Catfish: Fair to good. Captain Chris Simpson reports that he has started catching fish in the shallower range of 5-40 feet right now instead of in their winter-time haunts of 60+ feet. The backs of coves and humps and points in that depth range have been most productive, and drifting or anchoring have both been working. There are plenty of fish out deep but at times it seems as if the shallow fish are more aggressive. Big cut gizzard shad and white perch are working for big fish, and if you want to put any size fish in the boat small cut herring is tough to beat.
Crappie: Very good. Will Hinson of the Southern Crappie Tournament Trail reports that now is the time to get out on Lake Wateree for crappie. Large numbers of fish are on the banks spawning in 6 inches of water out to 8 feet. All of the major creeks have fish, and they can be caught around shallow cover, docks, and bridges. Long-line trolling, tight-lining, casting minnows and jigs under a cork, and jigging are all productive right now. This peak period of the crappie season should last a couple more weeks before the fishing falls off into a post-spawn funk.
Largemouth Bass: Good. Guide Dearal Rodgers reports that bass are in full spawn at Lake Wateree. They are spawning so hard that it can be difficult to get a bite on any technique besides bed fishing. Jigs and worms will both work for fish on the beds.
Bream and shellcracker: Fair to good. Captain Brad Taylor reports that bream and shellcracker are on the verge of spawning, and on the May full moon there should be a wide open spawn. For now fish secondary points with nightcrawlers on the bottom.

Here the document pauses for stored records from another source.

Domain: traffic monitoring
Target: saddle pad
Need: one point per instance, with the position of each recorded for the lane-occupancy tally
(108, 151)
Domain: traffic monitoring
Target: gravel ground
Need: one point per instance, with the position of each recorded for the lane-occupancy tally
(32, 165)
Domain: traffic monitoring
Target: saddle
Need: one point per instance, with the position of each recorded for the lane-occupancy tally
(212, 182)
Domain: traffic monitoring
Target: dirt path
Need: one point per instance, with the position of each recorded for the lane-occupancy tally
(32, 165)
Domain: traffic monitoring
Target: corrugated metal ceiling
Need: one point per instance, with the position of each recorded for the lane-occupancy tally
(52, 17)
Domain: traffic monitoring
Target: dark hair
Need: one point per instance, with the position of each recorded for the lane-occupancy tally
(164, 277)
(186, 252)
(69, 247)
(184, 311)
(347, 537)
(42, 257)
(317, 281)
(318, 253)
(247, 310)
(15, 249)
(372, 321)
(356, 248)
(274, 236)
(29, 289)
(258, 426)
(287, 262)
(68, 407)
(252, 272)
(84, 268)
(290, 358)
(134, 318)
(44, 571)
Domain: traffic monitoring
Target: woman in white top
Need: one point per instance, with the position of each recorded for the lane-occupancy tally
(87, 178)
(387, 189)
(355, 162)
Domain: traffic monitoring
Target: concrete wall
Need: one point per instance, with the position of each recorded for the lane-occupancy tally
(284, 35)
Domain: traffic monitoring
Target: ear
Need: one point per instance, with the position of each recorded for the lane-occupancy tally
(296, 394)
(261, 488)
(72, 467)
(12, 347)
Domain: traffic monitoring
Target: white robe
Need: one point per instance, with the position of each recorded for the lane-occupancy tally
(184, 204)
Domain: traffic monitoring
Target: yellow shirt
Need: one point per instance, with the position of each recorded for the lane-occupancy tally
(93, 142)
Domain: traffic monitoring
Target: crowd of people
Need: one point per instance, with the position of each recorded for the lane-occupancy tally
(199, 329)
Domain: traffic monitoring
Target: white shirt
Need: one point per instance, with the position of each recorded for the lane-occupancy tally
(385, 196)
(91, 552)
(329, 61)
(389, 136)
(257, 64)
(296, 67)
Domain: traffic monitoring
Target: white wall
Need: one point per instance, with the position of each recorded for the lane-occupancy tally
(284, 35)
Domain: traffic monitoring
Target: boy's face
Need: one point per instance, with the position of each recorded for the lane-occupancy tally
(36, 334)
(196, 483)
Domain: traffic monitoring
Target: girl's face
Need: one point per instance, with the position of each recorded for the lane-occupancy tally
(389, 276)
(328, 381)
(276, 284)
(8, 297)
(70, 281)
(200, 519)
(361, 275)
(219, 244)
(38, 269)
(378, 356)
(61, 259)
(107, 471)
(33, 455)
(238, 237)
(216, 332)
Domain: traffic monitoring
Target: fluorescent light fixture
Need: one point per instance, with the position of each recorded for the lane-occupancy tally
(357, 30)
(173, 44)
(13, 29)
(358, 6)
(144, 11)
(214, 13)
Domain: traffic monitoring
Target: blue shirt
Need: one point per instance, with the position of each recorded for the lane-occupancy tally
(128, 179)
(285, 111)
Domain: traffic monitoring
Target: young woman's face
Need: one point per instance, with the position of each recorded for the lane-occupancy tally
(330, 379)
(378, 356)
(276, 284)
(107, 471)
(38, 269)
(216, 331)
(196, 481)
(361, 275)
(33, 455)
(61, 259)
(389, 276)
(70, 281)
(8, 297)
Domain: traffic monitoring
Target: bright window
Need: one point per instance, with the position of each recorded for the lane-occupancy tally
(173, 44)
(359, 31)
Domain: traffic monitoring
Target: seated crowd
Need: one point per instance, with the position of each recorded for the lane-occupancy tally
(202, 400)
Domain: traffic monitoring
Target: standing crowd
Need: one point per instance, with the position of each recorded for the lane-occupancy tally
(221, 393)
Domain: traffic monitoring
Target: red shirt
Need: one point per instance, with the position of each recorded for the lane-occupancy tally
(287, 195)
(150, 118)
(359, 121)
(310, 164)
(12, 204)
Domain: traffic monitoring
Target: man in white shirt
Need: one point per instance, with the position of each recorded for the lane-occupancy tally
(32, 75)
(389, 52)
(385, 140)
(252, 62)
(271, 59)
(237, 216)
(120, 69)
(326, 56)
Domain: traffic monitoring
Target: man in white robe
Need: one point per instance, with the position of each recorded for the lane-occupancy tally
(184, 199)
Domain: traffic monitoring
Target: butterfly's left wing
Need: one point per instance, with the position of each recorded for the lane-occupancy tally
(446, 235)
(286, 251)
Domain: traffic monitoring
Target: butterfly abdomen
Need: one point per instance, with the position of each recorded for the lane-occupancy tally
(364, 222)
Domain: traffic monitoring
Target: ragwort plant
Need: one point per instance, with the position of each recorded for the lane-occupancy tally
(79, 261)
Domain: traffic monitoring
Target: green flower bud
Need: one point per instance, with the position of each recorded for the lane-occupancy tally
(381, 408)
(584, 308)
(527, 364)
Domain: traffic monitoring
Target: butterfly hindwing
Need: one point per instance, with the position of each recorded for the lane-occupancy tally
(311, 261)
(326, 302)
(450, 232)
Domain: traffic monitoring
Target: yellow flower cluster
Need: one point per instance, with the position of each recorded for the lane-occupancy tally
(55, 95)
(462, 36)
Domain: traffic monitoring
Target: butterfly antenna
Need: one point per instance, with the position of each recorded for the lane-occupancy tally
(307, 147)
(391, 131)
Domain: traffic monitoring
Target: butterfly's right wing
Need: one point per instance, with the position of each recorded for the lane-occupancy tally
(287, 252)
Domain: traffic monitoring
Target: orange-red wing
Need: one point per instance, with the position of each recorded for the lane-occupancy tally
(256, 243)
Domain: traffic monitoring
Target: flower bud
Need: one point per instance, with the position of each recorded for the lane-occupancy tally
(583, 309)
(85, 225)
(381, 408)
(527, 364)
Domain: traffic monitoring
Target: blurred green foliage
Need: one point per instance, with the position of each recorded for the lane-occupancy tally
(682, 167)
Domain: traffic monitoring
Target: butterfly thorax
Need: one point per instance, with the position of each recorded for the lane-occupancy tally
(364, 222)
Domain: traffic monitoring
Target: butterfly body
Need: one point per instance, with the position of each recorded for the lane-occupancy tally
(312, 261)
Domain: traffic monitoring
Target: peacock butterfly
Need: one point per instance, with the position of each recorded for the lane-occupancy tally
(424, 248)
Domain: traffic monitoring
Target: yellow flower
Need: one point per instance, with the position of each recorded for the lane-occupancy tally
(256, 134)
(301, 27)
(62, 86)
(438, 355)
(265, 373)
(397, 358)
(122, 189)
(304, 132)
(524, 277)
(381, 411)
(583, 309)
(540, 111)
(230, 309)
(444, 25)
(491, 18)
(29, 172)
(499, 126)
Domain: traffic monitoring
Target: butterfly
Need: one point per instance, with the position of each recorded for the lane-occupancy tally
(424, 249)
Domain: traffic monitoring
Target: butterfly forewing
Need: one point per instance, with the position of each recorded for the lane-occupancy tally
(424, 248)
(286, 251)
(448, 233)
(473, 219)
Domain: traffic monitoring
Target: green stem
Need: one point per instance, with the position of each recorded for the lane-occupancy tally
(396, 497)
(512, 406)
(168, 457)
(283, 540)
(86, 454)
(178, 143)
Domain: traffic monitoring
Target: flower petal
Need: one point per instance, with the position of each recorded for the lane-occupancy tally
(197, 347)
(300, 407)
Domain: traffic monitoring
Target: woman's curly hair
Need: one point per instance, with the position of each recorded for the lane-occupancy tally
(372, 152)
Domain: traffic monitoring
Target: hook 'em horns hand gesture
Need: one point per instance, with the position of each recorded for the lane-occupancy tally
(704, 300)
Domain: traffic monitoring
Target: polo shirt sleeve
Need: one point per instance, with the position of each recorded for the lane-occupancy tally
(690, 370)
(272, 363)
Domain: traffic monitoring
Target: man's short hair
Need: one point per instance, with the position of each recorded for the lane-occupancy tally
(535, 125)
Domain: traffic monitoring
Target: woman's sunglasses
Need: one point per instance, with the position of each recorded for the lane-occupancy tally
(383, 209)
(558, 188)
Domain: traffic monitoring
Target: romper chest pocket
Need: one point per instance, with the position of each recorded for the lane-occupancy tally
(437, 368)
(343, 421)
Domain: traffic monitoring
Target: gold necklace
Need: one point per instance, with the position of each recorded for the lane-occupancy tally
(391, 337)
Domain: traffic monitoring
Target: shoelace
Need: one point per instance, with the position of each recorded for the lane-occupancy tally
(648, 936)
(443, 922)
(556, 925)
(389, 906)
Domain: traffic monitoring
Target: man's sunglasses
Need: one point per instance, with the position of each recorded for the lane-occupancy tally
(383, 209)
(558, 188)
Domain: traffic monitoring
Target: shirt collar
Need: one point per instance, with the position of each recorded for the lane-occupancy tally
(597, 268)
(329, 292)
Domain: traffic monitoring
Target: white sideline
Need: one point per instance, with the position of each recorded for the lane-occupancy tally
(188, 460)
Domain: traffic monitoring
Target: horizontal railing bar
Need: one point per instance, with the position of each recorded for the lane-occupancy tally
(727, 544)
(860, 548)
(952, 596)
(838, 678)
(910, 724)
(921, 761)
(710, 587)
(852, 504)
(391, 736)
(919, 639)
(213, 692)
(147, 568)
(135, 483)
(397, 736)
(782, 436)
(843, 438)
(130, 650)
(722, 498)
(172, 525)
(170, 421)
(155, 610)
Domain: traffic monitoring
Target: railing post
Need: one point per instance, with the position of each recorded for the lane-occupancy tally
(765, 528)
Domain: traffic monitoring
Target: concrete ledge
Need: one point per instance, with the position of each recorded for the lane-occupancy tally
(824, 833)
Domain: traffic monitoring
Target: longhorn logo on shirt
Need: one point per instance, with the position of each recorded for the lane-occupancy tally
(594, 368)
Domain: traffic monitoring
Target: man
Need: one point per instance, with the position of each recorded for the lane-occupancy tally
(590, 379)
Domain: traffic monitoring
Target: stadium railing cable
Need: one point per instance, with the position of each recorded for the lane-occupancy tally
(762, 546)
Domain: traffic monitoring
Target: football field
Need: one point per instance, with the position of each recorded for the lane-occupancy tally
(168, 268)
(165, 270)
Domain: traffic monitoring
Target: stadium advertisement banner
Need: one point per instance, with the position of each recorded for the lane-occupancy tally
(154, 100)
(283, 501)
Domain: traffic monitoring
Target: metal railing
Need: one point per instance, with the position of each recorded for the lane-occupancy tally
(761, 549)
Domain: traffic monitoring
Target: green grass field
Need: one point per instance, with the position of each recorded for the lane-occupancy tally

Catfish: Fair to good. Captain Chris Simpson reports that fish are still scattered in various depth ranges, but the bite is getting more consistent. Both drifting and anchoring can catch fish, and anglers need to be willing to try a variety of depth ranges. Cut herring has worked as well as anything, but it’s a good idea to be prepared to use different baits.
Largemouth bass: Fair to good. Veteran Lake Murray tournament bass angler Captain Doug Lown reports that fish at all three stages of the spawn – pre-spawn, spawning, and post-spawn – can be caught on Lake Murray right now. This should continue well into May as water temperatures have stayed relatively cool. It’s hard to go wrong fishing soft plastics in the shallows right now, including shakey heads, flukes and Texas-rigged worms. Herring are starting to spawn on Lake Murray and a few bass are starting to key on them. For now this bite is day to day, but the herring bite should get better and more reliable. There is not much of a topwater bite yet but once water temperatures hit about 70 degrees topwaters and swimbaits should be wide open.